Wilson and Veesaar set the tone, but the guards are crashing, wings are clearing space, and the entire team is treating rebounding as a collective mission.
2. Fast-break pressure that wears teams down
Vintage Carolina break pace is about force. About rhythm. About breaking opponents mentally before breaking them physically.
This team has rediscovered that gear.
3. Offensive flow built on movement, trust, and selflessness
Some teams pass the ball as a strategy.
Carolina, at its best, passes as a belief system.
Hubert Davis has rekindled that belief.
4. Defensive intensity that fuels everything
UNC’s best teams made defense their foundation, not an afterthought.
This team, surprisingly early, has embraced that identity.
5. The “Carolina toughness” that always appears in big moments
You can’t coach this.
You can only demand it.
And Davis has.
When things get rough—when runs go the wrong way, when shots stop falling—this year’s Tar Heels respond. They do not waver.

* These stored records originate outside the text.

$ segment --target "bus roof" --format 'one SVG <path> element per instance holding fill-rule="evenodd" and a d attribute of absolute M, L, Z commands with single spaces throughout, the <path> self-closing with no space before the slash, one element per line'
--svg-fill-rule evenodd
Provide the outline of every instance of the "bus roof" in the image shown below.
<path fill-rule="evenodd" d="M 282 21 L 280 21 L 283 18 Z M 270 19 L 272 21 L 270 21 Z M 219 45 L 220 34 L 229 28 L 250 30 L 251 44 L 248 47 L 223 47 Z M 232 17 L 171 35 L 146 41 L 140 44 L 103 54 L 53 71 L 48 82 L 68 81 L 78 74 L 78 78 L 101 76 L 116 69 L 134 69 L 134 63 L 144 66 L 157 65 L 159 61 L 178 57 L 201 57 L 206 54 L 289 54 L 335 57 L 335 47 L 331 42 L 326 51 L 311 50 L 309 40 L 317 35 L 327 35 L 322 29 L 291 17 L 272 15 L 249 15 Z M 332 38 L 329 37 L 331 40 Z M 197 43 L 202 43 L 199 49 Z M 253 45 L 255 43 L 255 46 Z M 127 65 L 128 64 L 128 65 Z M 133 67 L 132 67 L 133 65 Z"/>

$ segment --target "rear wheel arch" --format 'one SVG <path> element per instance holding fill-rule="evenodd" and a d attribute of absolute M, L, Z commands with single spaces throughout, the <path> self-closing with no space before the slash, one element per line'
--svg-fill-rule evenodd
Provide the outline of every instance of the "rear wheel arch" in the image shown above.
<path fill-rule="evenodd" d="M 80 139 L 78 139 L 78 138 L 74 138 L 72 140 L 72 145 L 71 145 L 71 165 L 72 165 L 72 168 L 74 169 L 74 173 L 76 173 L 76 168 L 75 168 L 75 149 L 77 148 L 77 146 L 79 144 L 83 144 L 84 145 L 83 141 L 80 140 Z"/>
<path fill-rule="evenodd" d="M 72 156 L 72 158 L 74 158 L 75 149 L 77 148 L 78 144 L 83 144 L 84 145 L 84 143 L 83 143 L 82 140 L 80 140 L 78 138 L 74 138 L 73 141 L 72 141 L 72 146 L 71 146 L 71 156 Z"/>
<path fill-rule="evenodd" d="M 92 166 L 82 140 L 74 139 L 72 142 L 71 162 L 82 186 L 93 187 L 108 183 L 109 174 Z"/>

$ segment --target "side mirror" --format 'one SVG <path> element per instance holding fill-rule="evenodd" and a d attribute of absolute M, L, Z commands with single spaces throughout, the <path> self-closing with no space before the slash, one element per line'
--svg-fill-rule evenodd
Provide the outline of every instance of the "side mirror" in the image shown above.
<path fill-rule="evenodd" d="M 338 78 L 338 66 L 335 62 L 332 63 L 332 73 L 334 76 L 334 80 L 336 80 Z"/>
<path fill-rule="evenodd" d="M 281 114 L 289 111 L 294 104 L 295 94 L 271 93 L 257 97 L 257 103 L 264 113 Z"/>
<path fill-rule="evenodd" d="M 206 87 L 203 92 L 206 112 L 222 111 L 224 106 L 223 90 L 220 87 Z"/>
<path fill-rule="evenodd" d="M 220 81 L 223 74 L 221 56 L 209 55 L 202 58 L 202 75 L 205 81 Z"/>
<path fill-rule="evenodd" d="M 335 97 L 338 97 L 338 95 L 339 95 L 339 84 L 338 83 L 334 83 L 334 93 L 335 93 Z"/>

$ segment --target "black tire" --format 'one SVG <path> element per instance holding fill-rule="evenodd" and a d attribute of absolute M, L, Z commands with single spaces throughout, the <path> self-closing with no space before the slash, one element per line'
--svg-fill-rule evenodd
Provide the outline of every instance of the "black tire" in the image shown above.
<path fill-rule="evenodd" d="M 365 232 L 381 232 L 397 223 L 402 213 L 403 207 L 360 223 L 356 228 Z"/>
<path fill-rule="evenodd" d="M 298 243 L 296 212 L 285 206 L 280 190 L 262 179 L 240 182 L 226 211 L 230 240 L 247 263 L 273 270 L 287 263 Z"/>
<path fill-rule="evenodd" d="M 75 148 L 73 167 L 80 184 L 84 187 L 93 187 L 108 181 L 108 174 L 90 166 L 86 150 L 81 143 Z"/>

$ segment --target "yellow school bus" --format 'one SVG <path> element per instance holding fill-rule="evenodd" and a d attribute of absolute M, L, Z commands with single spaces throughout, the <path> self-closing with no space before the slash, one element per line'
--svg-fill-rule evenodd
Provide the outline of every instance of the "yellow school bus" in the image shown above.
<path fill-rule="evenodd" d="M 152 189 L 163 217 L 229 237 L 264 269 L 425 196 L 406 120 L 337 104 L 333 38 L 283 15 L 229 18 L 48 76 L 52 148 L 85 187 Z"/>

That is what vintage UNC looks like.
The Biggest Test Still Awaits — The ACC Gauntlet
North Carolina has passed the early test, but a much bigger one looms: an improved ACC. This is not last year’s conference. Multiple programs have made major jumps. Depth is stronger. Competition is sharper. No one is sneaking up on anyone.

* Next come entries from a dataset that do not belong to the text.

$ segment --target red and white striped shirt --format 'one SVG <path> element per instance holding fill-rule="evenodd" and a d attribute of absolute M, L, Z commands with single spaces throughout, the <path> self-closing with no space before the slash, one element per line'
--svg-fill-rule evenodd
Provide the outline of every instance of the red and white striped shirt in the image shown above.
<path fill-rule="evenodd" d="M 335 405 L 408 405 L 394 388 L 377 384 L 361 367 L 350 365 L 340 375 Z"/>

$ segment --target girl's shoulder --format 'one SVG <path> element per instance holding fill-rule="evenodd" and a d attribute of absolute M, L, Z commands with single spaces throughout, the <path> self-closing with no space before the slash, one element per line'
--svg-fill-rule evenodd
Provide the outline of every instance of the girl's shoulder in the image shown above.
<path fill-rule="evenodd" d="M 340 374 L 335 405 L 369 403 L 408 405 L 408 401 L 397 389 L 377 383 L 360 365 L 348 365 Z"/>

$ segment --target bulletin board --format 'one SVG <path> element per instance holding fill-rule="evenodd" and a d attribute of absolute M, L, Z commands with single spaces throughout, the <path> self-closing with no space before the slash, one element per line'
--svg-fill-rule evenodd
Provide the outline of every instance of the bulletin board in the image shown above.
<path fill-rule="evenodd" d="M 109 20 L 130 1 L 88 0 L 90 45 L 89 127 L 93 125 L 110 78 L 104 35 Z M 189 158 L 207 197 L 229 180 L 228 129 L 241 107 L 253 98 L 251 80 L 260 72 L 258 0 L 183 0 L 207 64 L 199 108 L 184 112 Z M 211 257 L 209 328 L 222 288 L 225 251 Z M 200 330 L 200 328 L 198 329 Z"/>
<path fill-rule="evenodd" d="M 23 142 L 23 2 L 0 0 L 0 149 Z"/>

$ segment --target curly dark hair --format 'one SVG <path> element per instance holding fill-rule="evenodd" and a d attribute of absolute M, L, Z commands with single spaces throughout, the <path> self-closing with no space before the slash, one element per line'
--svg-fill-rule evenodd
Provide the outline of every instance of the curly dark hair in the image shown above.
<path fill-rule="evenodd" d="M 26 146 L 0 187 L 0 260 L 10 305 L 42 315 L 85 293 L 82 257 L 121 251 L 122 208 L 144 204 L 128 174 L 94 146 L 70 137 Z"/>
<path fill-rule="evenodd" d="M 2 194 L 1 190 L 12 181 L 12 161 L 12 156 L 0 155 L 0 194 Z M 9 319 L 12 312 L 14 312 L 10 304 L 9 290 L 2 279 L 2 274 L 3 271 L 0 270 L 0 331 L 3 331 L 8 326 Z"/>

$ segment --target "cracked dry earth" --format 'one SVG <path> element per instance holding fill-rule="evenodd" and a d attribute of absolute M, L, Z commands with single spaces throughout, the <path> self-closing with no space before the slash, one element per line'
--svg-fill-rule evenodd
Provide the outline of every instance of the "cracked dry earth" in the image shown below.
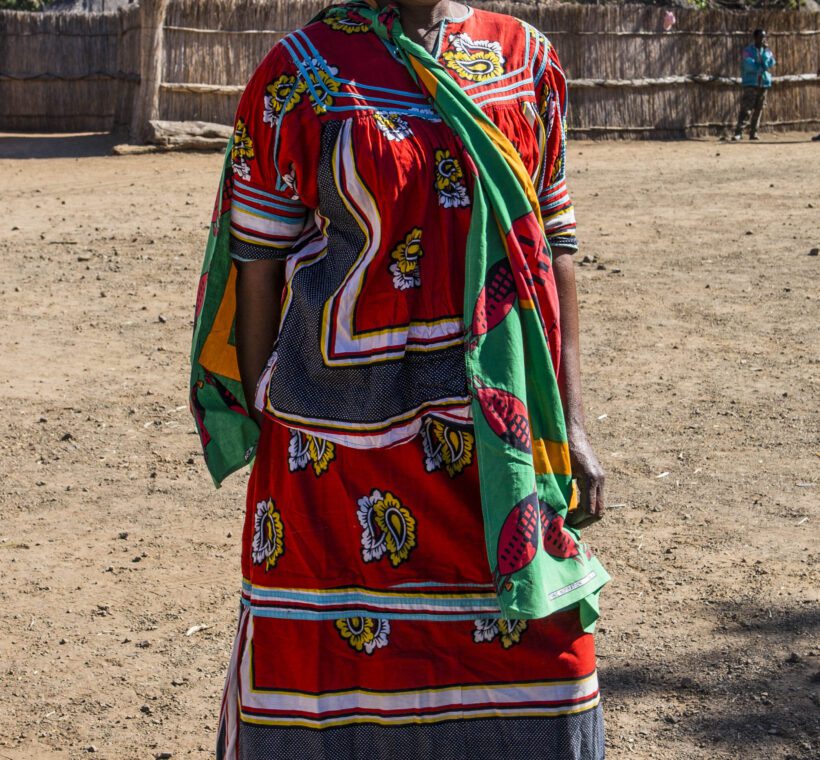
<path fill-rule="evenodd" d="M 820 756 L 808 138 L 570 149 L 615 760 Z M 211 756 L 236 621 L 246 478 L 186 410 L 220 157 L 110 144 L 0 136 L 2 760 Z"/>

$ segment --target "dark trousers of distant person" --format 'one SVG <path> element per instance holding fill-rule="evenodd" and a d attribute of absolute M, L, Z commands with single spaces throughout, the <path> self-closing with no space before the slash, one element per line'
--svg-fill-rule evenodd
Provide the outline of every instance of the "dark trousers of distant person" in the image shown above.
<path fill-rule="evenodd" d="M 756 137 L 760 128 L 760 117 L 763 115 L 763 105 L 766 102 L 768 87 L 744 87 L 740 97 L 740 113 L 737 117 L 735 135 L 742 135 L 743 130 L 749 127 L 749 137 Z"/>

And the Tar Heels are about to enter a stretch of games where brutal physicality, seasoned coaching, and high-pressure atmospheres will test their newfound identity.
But here’s the key difference this year:
North Carolina doesn’t look unprepared for that challenge.
They look built for it.
The roster fits. The identity fits. The chemistry fits. The energy fits.
And most importantly, the confidence fits.
This is the kind of team that grows stronger as the season progresses—something UNC fans haven’t consistently felt in recent years.
Why This Feels Different — and Why Analysts Are Buying In
It isn’t just the record.
It isn’t just the talent.
It isn’t just the big-man dominance.
It’s the trajectory.
This team is improving at a rate that mirrors some of the special Carolina squads of the past. They aren’t peaking early. They aren’t simply catching teams off guard. They are building something foundational. Something sustainable. Something rooted in the traditions that made UNC one of the greatest programs in college basketball history.
Hubert Davis didn’t just pass an early test.
He stamped his identity onto a team that desperately needed direction.
And analysts have noticed.
A Vintage Carolina Season in the Making?
There is a long road left.
There are bigger moments ahead.
There are storms coming that will test UNC in ways December never could.
But right now—right now—this team has earned the right to be called “vintage.”
Not because of nostalgia.
Not because of hope.
But because of results, identity, toughness, and undeniable early-season dominance.
Hubert Davis is proving something powerful:
North Carolina can absolutely still look like North Carolina under his leadership.
And with Wilson, Veesaar, Dixon, and a roster buying into the blueprint, this might be only the beginning of something special.
The early test no one expected is now officially passed.
And the rest of the college basketball world has been put on notice.